Another problem is that some installations of PHP still has the magic_quotes setting turned on. This problem is orthogonal to utf-8, but can lead to some head scratching. Turn it off, for your own sanity's sake.
Things you should do:
Make sure Apache puts out UTF-8 content. Do this in your httpd.conf, or use PHP's header()-function to do it manually.

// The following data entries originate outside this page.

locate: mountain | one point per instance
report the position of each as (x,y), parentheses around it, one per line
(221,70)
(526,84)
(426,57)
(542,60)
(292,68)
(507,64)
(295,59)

Make sure your database connection is UTF8. SET NAMES utf8 does the trick.
Make sure all your tables are set to UTF8.
Make sure all your PHP and template files are encoded as UTF8 if you store international characters in them.
You usually don't have to do to much using the mb_string or utf8_encode/decode-functions when you do this.
For better unicode correctness, you should use utf8_unicode_ci (though the documentation is a little vague on the differences). You should also make sure the following Mysql flags are set correctly -
default-character-set=utf8
skip-character-set-client-handshake //Important so the client doesn't enforce another encoding
Those can be set in the mysql configuration file (under the [mysqld] tab) or at run time by sending the appropriate queries.
Regardless of the language it's written in, if you were to create an app that allows a wide array of encodings, handle it in pieces:
Identify the encoding
somehow you want to find out what kind of encoding you're dealing with, otherwise, it's pretty pointless to consider it further. You'll end up with junk chars.
Handle your bytes
think of these strings less like 'strings' of characters, and more like lists of bytes
PHP is especially sneaky. Don't let it truncate your data on-the-fly. If you're regexing a UTF-8 string, make sure you identify it as such
Store for the LCD
Again, you don't want to truncate data. If you're storing a sentence in English, can you also store a set of Mandarin glyphps? How about Arabic? Which of these is going to require the most space? Account for it.